El gobierno británico anunció que la vacuna, que cumple «estrictas normas de seguridad, calidad y eficacia», estará disponible a partir de la próxima semana en el país más castigado de Europa con 59.000 muertes confirmadas por covid-19.

La Agencia Reguladora de Medicamentos y Productos Sanitarios (MHRA) británica aseguró que pese a la rapidez de su aprobación, esta se hizo respetando todos los protocolos y sin precipitación.

La luz verde del regulador británico es un «momento histórico», según el presidente del laboratorio estadounidense Pfizer, Albert Bourla, que desarrolla este proyecto con el laboratorio alemán BioNTech.

Esta es una noticia «fantástica», tuiteó por su parte el primer ministro británico, Boris Johnson.

El Reino Unido se adelantó así a todos los demás países occidentales y especialmente a sus vecinos de la UE, cuya Agencia Europea de Medicamentos (EMA) afirmó que dará su opinión el 29 de diciembre «a más tardar» sobre esta vacuna y el 12 de enero sobre la de su competidor estadounidense Moderna, ambas con una eficacia cercana al 95%.

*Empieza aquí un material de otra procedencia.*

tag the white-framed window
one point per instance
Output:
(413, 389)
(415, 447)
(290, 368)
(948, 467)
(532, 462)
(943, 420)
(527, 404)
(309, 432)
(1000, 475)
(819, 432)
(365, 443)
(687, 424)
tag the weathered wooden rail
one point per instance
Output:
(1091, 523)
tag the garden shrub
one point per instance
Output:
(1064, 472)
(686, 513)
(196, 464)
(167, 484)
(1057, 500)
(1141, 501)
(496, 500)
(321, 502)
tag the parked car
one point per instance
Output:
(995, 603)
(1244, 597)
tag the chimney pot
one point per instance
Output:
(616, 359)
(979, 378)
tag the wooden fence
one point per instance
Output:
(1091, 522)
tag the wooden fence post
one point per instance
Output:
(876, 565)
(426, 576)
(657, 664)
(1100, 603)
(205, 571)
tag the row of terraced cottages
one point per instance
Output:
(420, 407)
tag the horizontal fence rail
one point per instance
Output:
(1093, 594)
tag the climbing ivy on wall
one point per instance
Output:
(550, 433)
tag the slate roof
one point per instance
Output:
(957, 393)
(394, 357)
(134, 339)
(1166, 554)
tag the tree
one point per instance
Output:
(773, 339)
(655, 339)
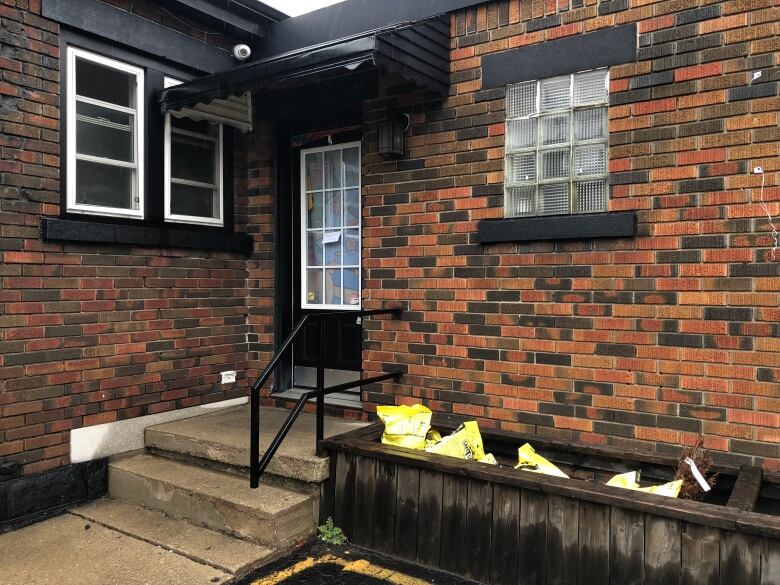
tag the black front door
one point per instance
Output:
(327, 263)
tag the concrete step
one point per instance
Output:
(219, 501)
(201, 545)
(223, 437)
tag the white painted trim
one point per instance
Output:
(303, 260)
(138, 133)
(99, 441)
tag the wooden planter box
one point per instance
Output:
(502, 526)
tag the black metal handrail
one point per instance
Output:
(256, 466)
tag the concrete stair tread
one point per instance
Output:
(224, 437)
(220, 501)
(195, 543)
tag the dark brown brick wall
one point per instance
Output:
(644, 342)
(92, 334)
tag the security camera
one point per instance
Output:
(242, 52)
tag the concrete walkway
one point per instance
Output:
(68, 550)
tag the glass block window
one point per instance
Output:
(330, 221)
(104, 136)
(556, 145)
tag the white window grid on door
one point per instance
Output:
(342, 229)
(216, 188)
(523, 195)
(137, 116)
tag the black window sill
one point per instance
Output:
(63, 230)
(562, 227)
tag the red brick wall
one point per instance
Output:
(643, 342)
(91, 334)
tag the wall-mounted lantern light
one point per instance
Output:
(391, 135)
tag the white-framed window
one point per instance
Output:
(105, 136)
(330, 227)
(556, 145)
(194, 178)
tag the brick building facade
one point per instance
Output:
(644, 342)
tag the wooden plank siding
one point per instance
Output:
(488, 524)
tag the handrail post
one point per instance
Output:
(321, 390)
(254, 441)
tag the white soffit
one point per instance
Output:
(235, 111)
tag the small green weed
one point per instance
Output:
(331, 533)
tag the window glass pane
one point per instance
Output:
(314, 286)
(352, 207)
(105, 83)
(332, 208)
(313, 171)
(314, 210)
(194, 201)
(555, 93)
(520, 201)
(104, 185)
(590, 124)
(314, 248)
(351, 248)
(521, 133)
(333, 286)
(333, 169)
(521, 168)
(590, 87)
(555, 128)
(193, 159)
(590, 160)
(104, 132)
(351, 286)
(554, 198)
(591, 196)
(554, 164)
(352, 167)
(521, 99)
(332, 242)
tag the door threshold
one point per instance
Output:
(342, 399)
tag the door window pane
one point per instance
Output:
(351, 286)
(313, 171)
(314, 210)
(351, 167)
(333, 286)
(314, 286)
(194, 201)
(331, 218)
(332, 209)
(333, 169)
(314, 246)
(352, 207)
(104, 185)
(351, 247)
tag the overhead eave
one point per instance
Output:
(418, 52)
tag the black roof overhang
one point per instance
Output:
(417, 52)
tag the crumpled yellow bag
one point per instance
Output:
(630, 481)
(530, 460)
(464, 443)
(405, 426)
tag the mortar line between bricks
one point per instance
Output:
(175, 551)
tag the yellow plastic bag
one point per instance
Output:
(630, 481)
(530, 460)
(464, 443)
(405, 426)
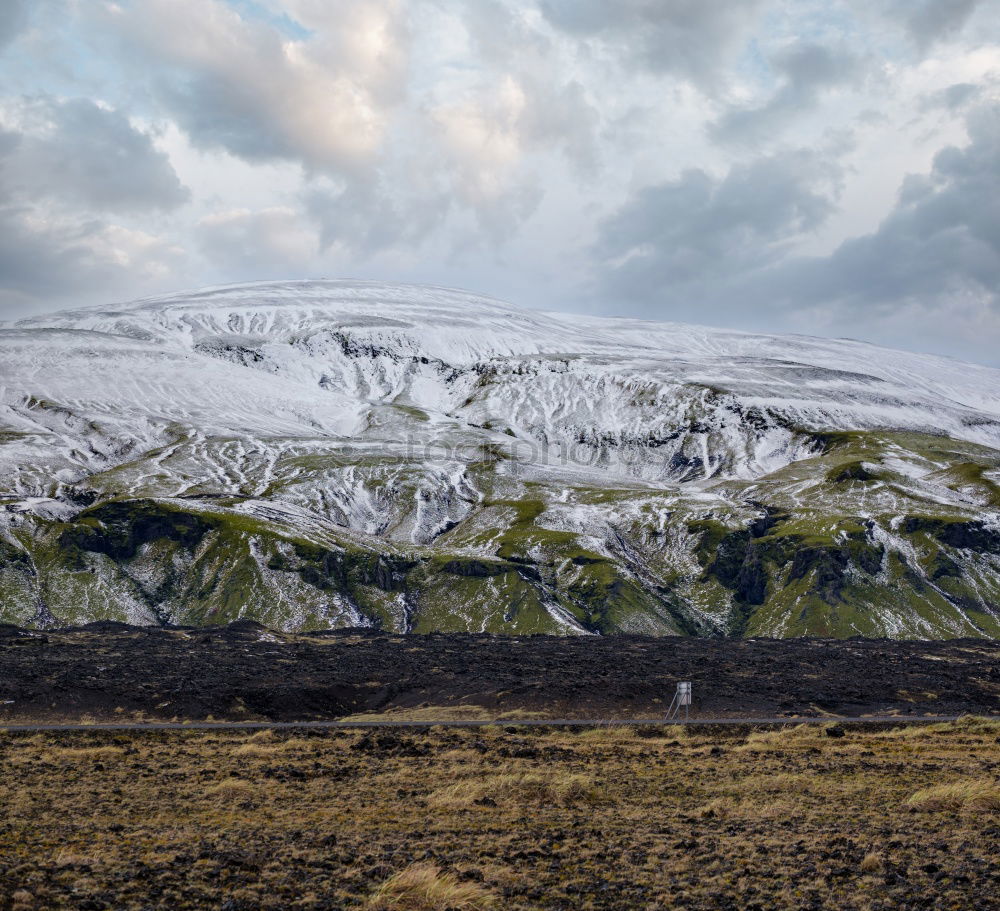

Por su parte Rusia presenta ante la ONU este 2 de diciembre la vacuna rusa que ha mostrado un 95% de eficacia y resulta completamente segura.

Sputnik V, desarrollada por Rusia; realizó presentación por medio de una videoconferencia durante una sesión especial de la Asamblea General de la ONU, así lo dió a conocer el secretario de prensa de la misión permanente rusa ante dicho organismo, Fiódor Strzhizhovski.

En la presentación de la vacuna rusa participan el ministro de Salud de Rusia, Mijaíl Murashko; el representante permanente de ese país en la ONU, Vasili Nebenzia; y el director del Fondo Ruso de Inversión Directa (RDIF), Kiril Dmítriev.

El presidente de Rusia Vladimir Putín ordenó en su país el inicio de vacunación y colocar al personal sanitario, maestros, personas mayores de 65 años de forma voluntaria, implementando así la fase 3 del uso de la vacuna.